Word Frequency Statistics - Platform For AI - Alibaba Cloud Documentation Center

Word Frequency Statistics is a fundamental text analysis technique that quantifies text data by tallying the occurrences of each word within the text. These results are crucial for the feature extraction phase, laying the groundwork for further Natural Language Processing tasks, such as text classification, clustering, and information retrieval.

Algorithm description

Word frequency indicates how often a word appears in a given corpus, reflecting its significance in the text. To determine word frequency, the text (docContent) must first be segmented into individual words. Then, for each text, output its unique document ID (docId) along with the associated word data in the order they were input. Finally, calculate the frequency of each word in the specified text.

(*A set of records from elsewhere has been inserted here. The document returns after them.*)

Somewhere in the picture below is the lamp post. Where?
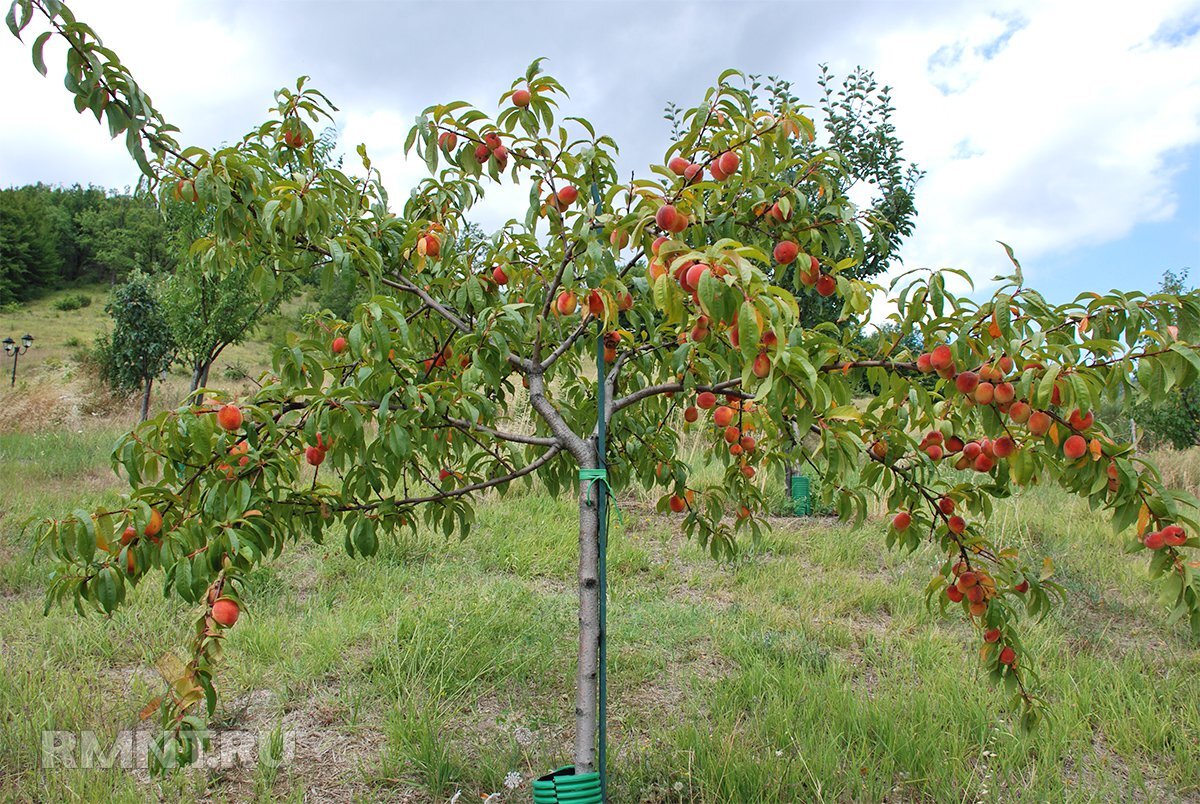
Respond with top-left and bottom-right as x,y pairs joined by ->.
0,334 -> 34,388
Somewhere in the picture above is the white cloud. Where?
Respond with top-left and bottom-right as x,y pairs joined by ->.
874,2 -> 1200,291
0,0 -> 1200,302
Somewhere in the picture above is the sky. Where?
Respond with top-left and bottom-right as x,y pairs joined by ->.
0,0 -> 1200,301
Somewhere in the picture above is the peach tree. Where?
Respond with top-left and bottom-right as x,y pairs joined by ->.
8,0 -> 1200,772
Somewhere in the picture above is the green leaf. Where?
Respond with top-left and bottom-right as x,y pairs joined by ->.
32,31 -> 53,76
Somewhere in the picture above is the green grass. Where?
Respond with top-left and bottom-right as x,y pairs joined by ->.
0,430 -> 1200,802
0,284 -> 312,422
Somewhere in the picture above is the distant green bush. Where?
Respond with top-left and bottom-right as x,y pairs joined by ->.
54,293 -> 91,312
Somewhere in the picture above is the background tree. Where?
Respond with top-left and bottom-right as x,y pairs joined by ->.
96,271 -> 175,421
158,199 -> 295,392
10,0 -> 1200,792
76,193 -> 180,282
665,65 -> 924,325
0,187 -> 62,305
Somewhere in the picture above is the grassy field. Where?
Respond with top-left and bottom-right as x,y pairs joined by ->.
0,412 -> 1200,802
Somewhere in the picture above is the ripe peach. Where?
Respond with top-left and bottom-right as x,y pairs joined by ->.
1163,524 -> 1188,547
751,352 -> 770,379
713,404 -> 733,427
554,290 -> 578,316
212,598 -> 241,628
558,185 -> 580,209
217,404 -> 242,431
774,240 -> 800,265
688,263 -> 713,290
142,509 -> 162,539
1030,410 -> 1054,436
1062,436 -> 1087,461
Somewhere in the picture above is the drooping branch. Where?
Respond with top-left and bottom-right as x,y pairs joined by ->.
612,377 -> 754,413
446,416 -> 562,446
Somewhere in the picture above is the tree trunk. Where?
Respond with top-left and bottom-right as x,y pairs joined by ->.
139,377 -> 154,421
575,444 -> 604,773
187,360 -> 212,395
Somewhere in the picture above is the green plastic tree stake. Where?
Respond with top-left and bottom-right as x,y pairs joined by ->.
592,182 -> 608,802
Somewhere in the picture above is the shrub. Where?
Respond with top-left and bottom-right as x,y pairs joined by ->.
54,293 -> 91,312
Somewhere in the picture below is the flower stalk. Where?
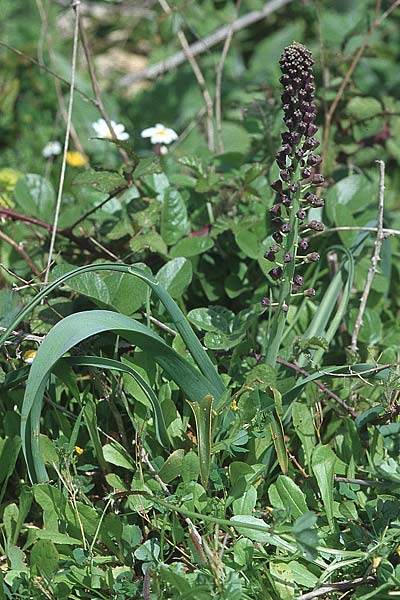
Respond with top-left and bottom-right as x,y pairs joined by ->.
262,42 -> 324,366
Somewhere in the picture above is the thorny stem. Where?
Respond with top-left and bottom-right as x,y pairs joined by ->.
351,160 -> 385,352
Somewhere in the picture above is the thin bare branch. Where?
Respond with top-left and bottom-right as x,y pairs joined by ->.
310,227 -> 400,238
0,229 -> 40,275
0,40 -> 96,106
118,0 -> 293,86
158,0 -> 215,152
350,160 -> 385,352
277,358 -> 357,418
296,577 -> 376,600
36,0 -> 90,170
321,0 -> 400,173
215,0 -> 242,152
79,19 -> 129,163
44,0 -> 80,285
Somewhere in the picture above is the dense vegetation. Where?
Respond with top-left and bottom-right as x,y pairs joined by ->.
0,0 -> 400,600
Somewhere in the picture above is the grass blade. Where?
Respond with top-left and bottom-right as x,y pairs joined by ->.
21,310 -> 219,481
0,263 -> 225,397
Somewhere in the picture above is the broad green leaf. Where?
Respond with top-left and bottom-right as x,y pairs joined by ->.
161,188 -> 190,244
311,444 -> 337,529
269,410 -> 289,475
158,448 -> 185,483
30,539 -> 60,577
292,402 -> 316,465
189,394 -> 214,488
268,475 -> 308,519
188,306 -> 235,333
103,441 -> 136,471
129,231 -> 168,255
0,289 -> 21,327
157,257 -> 193,298
21,311 -> 218,481
231,515 -> 271,543
235,229 -> 261,259
269,561 -> 296,600
170,236 -> 214,258
0,263 -> 225,399
232,486 -> 257,515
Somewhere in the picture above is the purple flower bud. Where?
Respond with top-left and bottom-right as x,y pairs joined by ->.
271,218 -> 283,229
312,173 -> 325,185
303,288 -> 315,298
307,154 -> 322,167
283,252 -> 292,263
268,267 -> 283,281
261,296 -> 271,308
305,252 -> 319,262
269,204 -> 281,217
293,275 -> 304,287
311,196 -> 325,208
305,220 -> 324,231
292,131 -> 301,146
297,238 -> 309,251
303,113 -> 315,123
271,179 -> 282,192
307,123 -> 318,137
264,249 -> 275,262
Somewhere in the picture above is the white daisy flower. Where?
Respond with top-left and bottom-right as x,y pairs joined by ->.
140,123 -> 178,144
42,140 -> 62,158
92,119 -> 129,141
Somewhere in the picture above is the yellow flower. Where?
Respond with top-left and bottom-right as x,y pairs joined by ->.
0,167 -> 21,208
22,350 -> 37,364
67,150 -> 86,167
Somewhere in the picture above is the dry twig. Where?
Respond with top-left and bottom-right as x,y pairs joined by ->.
0,229 -> 40,275
296,577 -> 376,600
158,0 -> 215,152
79,19 -> 129,163
310,227 -> 400,238
215,0 -> 242,152
277,358 -> 357,418
351,160 -> 385,352
321,0 -> 400,171
44,0 -> 79,285
36,0 -> 90,169
118,0 -> 293,86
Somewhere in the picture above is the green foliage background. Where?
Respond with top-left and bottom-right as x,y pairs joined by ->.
0,0 -> 400,600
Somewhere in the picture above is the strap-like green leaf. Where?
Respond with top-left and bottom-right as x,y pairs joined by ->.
0,263 -> 225,397
21,310 -> 219,481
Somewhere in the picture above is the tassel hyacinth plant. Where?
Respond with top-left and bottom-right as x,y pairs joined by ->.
262,42 -> 324,365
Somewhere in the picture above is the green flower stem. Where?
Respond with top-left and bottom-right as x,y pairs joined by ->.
265,169 -> 301,367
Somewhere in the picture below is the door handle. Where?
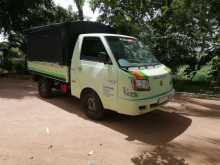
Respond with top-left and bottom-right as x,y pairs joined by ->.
77,66 -> 82,70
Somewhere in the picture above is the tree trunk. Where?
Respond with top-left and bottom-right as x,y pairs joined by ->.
75,0 -> 84,21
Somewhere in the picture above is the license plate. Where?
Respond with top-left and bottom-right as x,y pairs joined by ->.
158,96 -> 168,104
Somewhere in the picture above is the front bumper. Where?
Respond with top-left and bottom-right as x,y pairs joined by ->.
114,89 -> 175,116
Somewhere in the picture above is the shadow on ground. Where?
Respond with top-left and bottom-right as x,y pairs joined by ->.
42,95 -> 192,145
0,78 -> 192,145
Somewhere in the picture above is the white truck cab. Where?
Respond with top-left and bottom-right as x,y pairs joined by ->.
25,21 -> 174,119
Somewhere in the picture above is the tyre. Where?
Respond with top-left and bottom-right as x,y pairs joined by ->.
38,78 -> 53,98
81,91 -> 105,120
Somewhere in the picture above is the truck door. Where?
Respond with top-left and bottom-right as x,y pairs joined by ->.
72,36 -> 117,108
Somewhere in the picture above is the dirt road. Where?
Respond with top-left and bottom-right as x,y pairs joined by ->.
0,78 -> 220,165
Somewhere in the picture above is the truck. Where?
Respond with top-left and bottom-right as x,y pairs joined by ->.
25,21 -> 175,120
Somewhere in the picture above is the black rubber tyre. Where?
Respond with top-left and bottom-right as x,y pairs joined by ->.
81,91 -> 105,120
38,78 -> 53,98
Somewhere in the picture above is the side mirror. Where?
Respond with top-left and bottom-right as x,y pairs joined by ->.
98,52 -> 112,65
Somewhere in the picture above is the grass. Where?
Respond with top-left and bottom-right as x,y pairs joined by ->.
174,80 -> 220,97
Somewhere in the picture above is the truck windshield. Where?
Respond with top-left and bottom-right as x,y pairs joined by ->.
106,36 -> 160,67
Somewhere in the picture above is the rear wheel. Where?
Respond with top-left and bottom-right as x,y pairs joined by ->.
38,78 -> 53,98
81,91 -> 105,120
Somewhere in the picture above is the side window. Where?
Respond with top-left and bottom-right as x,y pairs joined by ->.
80,37 -> 107,62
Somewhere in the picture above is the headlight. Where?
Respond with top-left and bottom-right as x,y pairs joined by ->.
131,79 -> 150,91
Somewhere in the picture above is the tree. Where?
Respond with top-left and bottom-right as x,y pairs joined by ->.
74,0 -> 85,21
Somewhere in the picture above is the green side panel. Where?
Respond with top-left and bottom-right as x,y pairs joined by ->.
28,61 -> 69,82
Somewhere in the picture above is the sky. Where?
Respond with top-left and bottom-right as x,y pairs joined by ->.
0,0 -> 99,42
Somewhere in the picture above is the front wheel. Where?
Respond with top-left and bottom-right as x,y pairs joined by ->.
81,91 -> 105,120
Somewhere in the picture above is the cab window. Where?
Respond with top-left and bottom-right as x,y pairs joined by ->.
80,37 -> 107,62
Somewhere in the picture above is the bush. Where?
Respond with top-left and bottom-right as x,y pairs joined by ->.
192,64 -> 214,82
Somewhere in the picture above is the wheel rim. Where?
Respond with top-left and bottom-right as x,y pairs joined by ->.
87,97 -> 96,112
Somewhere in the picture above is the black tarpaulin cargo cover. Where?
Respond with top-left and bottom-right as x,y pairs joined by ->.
25,21 -> 115,65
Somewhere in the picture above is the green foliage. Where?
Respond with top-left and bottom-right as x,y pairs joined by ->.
192,64 -> 213,82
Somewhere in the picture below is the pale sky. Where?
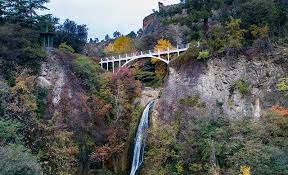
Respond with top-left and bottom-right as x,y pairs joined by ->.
44,0 -> 180,39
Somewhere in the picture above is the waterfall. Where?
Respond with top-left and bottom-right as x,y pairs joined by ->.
130,101 -> 154,175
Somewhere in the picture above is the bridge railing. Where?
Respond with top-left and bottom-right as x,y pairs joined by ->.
101,44 -> 189,61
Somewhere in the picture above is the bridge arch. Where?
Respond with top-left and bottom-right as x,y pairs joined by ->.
121,55 -> 170,67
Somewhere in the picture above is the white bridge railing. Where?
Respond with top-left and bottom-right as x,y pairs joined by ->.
100,44 -> 190,73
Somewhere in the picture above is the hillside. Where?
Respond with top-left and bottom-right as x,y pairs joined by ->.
0,0 -> 288,175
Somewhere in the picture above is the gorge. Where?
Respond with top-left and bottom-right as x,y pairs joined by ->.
0,0 -> 288,175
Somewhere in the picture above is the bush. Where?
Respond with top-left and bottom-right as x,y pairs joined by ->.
197,50 -> 210,59
58,43 -> 75,53
234,79 -> 250,95
0,119 -> 22,144
276,77 -> 288,91
0,144 -> 43,175
72,55 -> 100,92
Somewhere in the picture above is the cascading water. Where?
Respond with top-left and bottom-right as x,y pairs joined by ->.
130,101 -> 154,175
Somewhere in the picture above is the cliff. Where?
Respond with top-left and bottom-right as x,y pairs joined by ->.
153,47 -> 288,124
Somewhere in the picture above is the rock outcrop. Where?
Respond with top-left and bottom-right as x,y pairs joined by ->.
154,48 -> 288,123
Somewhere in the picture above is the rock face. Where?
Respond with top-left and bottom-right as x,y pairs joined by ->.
136,87 -> 160,106
38,50 -> 67,105
154,48 -> 288,122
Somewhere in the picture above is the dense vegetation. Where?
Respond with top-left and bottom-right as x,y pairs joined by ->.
0,0 -> 288,175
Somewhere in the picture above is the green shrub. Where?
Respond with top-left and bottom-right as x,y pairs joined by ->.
34,87 -> 48,119
58,43 -> 75,53
234,79 -> 250,95
179,96 -> 206,108
0,144 -> 43,175
197,50 -> 210,59
276,77 -> 288,91
0,119 -> 22,144
72,55 -> 101,92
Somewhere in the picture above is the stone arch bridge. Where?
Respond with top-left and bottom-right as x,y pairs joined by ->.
100,44 -> 189,73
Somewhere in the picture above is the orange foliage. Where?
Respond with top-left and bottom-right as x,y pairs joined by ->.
270,105 -> 288,117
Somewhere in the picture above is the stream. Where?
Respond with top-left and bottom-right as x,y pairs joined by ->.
130,101 -> 154,175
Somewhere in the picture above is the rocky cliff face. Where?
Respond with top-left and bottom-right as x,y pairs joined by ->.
153,48 -> 288,124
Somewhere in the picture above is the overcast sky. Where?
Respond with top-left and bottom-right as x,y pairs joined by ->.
44,0 -> 179,39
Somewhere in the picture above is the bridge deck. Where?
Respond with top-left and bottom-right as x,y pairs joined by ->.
100,44 -> 189,72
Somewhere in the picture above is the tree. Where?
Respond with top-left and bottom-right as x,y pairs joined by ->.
105,36 -> 133,54
151,39 -> 172,79
113,31 -> 121,38
127,31 -> 137,38
154,39 -> 172,52
105,34 -> 111,41
0,145 -> 43,175
0,1 -> 4,24
55,19 -> 88,53
3,0 -> 48,26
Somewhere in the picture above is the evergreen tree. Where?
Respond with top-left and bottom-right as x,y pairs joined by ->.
105,34 -> 111,41
3,0 -> 49,26
113,31 -> 121,38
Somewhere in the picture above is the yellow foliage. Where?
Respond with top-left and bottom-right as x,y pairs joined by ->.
154,39 -> 172,52
155,62 -> 166,79
240,165 -> 250,175
104,43 -> 114,55
104,36 -> 133,55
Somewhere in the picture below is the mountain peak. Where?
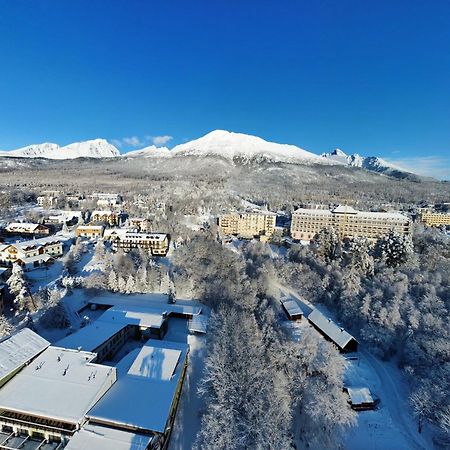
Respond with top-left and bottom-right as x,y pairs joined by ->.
171,130 -> 328,164
0,138 -> 120,159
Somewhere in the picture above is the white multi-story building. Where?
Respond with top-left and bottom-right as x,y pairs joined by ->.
291,205 -> 411,241
219,211 -> 277,239
112,231 -> 169,256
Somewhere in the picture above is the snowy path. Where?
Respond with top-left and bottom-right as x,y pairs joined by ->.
360,349 -> 432,450
272,281 -> 434,450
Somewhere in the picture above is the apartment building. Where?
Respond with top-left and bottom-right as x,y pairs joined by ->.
219,211 -> 277,239
420,210 -> 450,227
112,232 -> 169,256
291,205 -> 411,241
91,210 -> 122,225
5,222 -> 50,235
76,224 -> 105,238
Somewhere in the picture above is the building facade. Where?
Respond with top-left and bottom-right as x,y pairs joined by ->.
91,210 -> 121,225
219,211 -> 277,239
5,222 -> 50,235
291,206 -> 412,241
420,211 -> 450,227
112,232 -> 169,256
76,225 -> 105,238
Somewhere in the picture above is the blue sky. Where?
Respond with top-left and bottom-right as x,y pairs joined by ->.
0,0 -> 450,178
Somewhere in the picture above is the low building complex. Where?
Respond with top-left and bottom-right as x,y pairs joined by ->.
291,206 -> 412,241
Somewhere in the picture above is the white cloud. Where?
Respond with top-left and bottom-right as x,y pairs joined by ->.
152,135 -> 173,146
111,135 -> 173,148
383,156 -> 450,180
111,139 -> 122,147
122,136 -> 144,147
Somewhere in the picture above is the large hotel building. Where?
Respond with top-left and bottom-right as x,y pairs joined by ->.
219,211 -> 277,239
420,210 -> 450,227
291,206 -> 411,241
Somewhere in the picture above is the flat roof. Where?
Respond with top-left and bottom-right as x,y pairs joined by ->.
89,294 -> 202,316
65,424 -> 153,450
189,315 -> 208,333
0,347 -> 116,424
97,306 -> 165,328
55,320 -> 126,352
347,387 -> 373,405
0,328 -> 50,380
308,309 -> 356,349
88,339 -> 189,433
281,300 -> 303,316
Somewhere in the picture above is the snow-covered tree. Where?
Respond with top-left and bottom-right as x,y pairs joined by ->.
0,315 -> 14,338
377,230 -> 414,267
313,227 -> 341,263
6,264 -> 30,310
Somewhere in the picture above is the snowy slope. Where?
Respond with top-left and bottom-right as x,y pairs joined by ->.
171,130 -> 329,164
321,148 -> 410,176
0,139 -> 120,159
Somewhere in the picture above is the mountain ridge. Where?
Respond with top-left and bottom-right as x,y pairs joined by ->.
0,130 -> 414,178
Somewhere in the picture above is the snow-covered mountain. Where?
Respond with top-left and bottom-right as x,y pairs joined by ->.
170,130 -> 329,164
0,139 -> 120,159
321,148 -> 411,178
0,130 -> 422,178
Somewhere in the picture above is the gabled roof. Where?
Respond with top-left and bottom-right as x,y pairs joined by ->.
281,300 -> 303,316
308,309 -> 356,350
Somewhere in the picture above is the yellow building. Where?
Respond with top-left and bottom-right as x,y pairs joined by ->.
219,211 -> 277,239
291,206 -> 411,241
420,211 -> 450,227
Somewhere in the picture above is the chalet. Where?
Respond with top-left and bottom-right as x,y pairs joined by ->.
0,236 -> 64,270
91,210 -> 123,225
344,387 -> 379,411
75,224 -> 105,238
112,232 -> 169,256
308,309 -> 358,352
5,222 -> 50,235
129,217 -> 152,233
281,298 -> 303,320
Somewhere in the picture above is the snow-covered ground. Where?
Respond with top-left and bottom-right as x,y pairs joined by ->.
272,283 -> 434,450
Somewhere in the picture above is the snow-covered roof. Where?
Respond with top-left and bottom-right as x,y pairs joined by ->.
282,300 -> 303,316
92,210 -> 117,216
56,320 -> 126,352
77,225 -> 104,230
0,347 -> 116,423
97,306 -> 165,328
65,424 -> 153,450
347,387 -> 373,405
293,205 -> 409,221
12,236 -> 64,249
308,309 -> 355,349
6,222 -> 42,232
0,328 -> 50,380
89,294 -> 202,316
16,254 -> 53,264
118,231 -> 167,241
189,315 -> 208,333
332,205 -> 359,214
88,339 -> 189,433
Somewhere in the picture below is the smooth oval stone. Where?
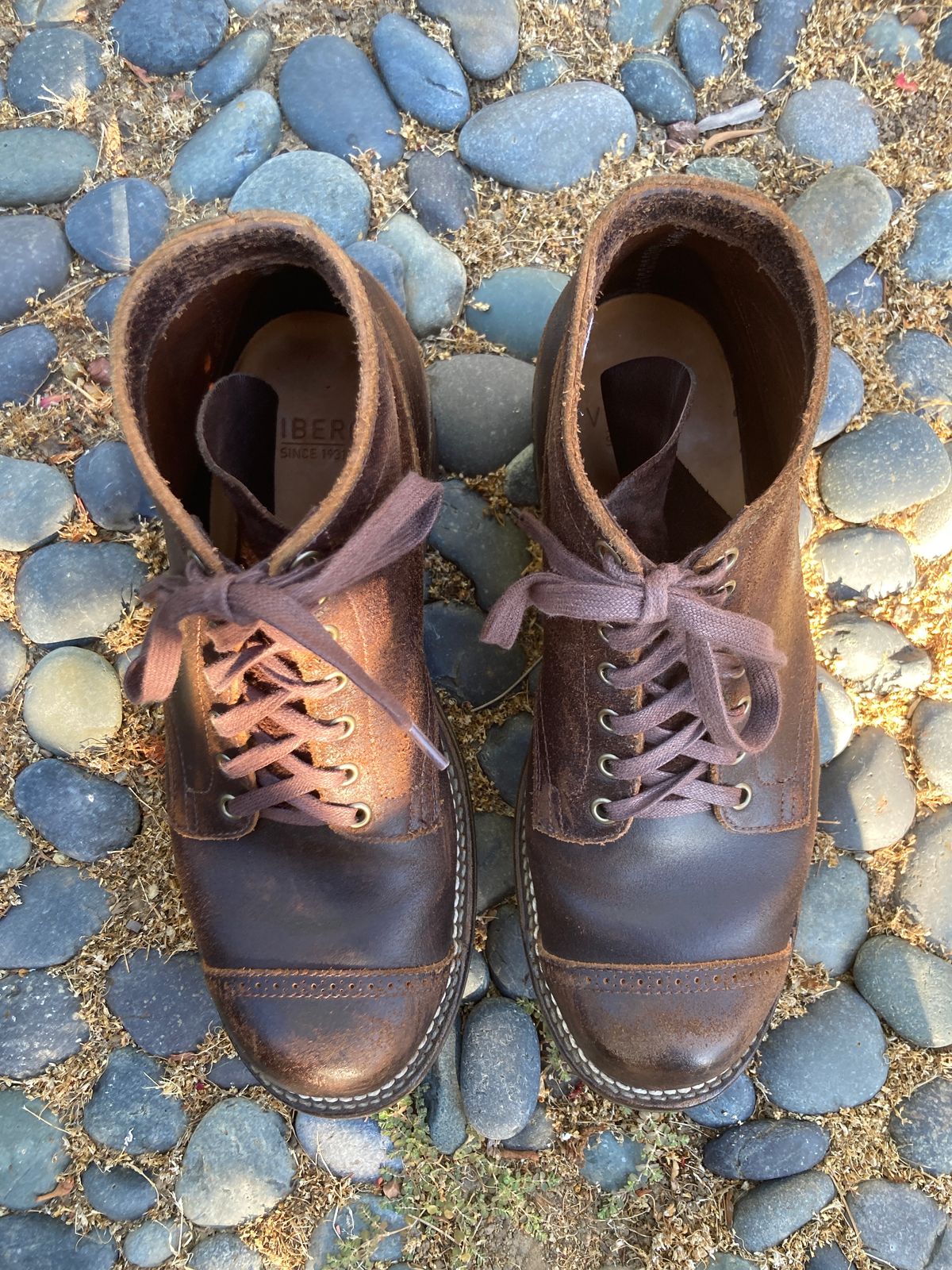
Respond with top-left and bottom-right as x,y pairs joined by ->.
814,525 -> 916,601
459,81 -> 639,192
0,865 -> 109,970
703,1120 -> 830,1183
744,0 -> 816,89
406,150 -> 476,233
294,1111 -> 404,1183
814,348 -> 866,446
0,1090 -> 72,1203
478,713 -> 532,806
816,665 -> 855,764
23,648 -> 122,756
0,325 -> 59,406
169,89 -> 281,203
15,542 -> 146,644
423,599 -> 525,706
417,0 -> 519,80
751,983 -> 889,1112
0,213 -> 70,325
846,1177 -> 947,1270
66,176 -> 169,273
0,970 -> 89,1081
904,187 -> 952,286
620,53 -> 697,123
777,80 -> 880,167
86,277 -> 129,335
228,150 -> 370,246
608,0 -> 681,48
819,612 -> 931,694
912,701 -> 952,795
466,265 -> 569,362
796,856 -> 869,976
688,156 -> 760,189
377,212 -> 466,339
0,460 -> 75,551
13,752 -> 141,864
734,1173 -> 836,1253
579,1129 -> 645,1192
827,256 -> 884,314
370,13 -> 470,132
890,1076 -> 952,1177
192,27 -> 274,106
74,441 -> 159,531
347,241 -> 406,314
459,997 -> 541,1141
0,127 -> 99,206
83,1045 -> 188,1156
819,413 -> 952,523
820,728 -> 916,852
81,1160 -> 159,1222
853,935 -> 952,1049
112,0 -> 228,75
428,353 -> 533,476
486,904 -> 536,1001
863,13 -> 923,66
6,27 -> 106,114
278,36 -> 404,167
792,166 -> 892,282
0,1213 -> 119,1270
106,949 -> 221,1058
886,330 -> 952,423
175,1097 -> 294,1226
684,1072 -> 757,1129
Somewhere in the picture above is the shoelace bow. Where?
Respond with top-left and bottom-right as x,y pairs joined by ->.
482,513 -> 785,821
125,472 -> 448,828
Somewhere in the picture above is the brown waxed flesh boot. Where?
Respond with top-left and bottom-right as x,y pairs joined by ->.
113,212 -> 472,1116
484,178 -> 829,1109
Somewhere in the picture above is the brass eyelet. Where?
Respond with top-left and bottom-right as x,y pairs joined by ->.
732,783 -> 754,811
598,706 -> 618,734
598,754 -> 618,781
590,798 -> 612,824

This method not only uncovers the lexical structure of the text but also provides essential data support for further text analysis tasks, such as text classification, topic modeling, and information retrieval.

Input and output

Input port

Split Word

Output port

Configure the component

Method 1: Visualized method

Add an Word Frequency Statistics component on the pipeline page and configure the following parameters:

Category	Parameter	Description
Fields Setting	Document ID Column	The column that contains the IDs of the specified documents (docId).
Fields Setting	Document Content Column	The column that contains the content of the specified documents (docContent). The text in this column are used for word frequency statistical analysis, which includes segmentation and frequency calculation for each word.
Tuning	Cores	The number of cores to use.
Tuning	Memory Size per Core	The memory size of each core. Unit: MB.

Method 2: PAI command method

Configure the component parameters by using PAI commands. You can use the SQL Script component to call PAI commands. For more information, see SQL Script.

pai -name doc_word_stat
    -project algo_public
    -DinputTableName=tdl_doc_test_split_word
    -DdocId=docid
    -DdocContent=content
    -DoutputTableNameMulti=doc_test_stat_multi
    -DoutputTableNameTriple=doc_test_stat_triple
    -DinputTablePartitions="region=cctv_news"
    -Dlifecycle=7

Parameter	Required	Default value	Description
inputTableName	Yes	None	The name of the input table.
docId	Yes	None	The name of the document ID column. You can specify only one column.
docContent	Yes	None	The name of the document content column. You can specify only one column.
outputTableNameMulti	Yes	None	The name of the output table that lists the words in their original order after word segmentation, including the document ID column (docId) and the corresponding document content (docContent).
outputTableNameTriple	No	None	The name of the output table that lists the number of times that each word appears in the documents, including the document ID column (docId) and the corresponding document content (docContent).
inputTablePartitions	No	All partitions	The partitions selected from the input table for training. The following formats are supported: Partition_name=value name1=value1/name2=value2: multi-level partitions. Note If you specify multiple partitions, separate them with commas (,). For example, name1=value1,value2.
lifecycle	No	-1	The lifecycle of the output table. The value must be a positive integer.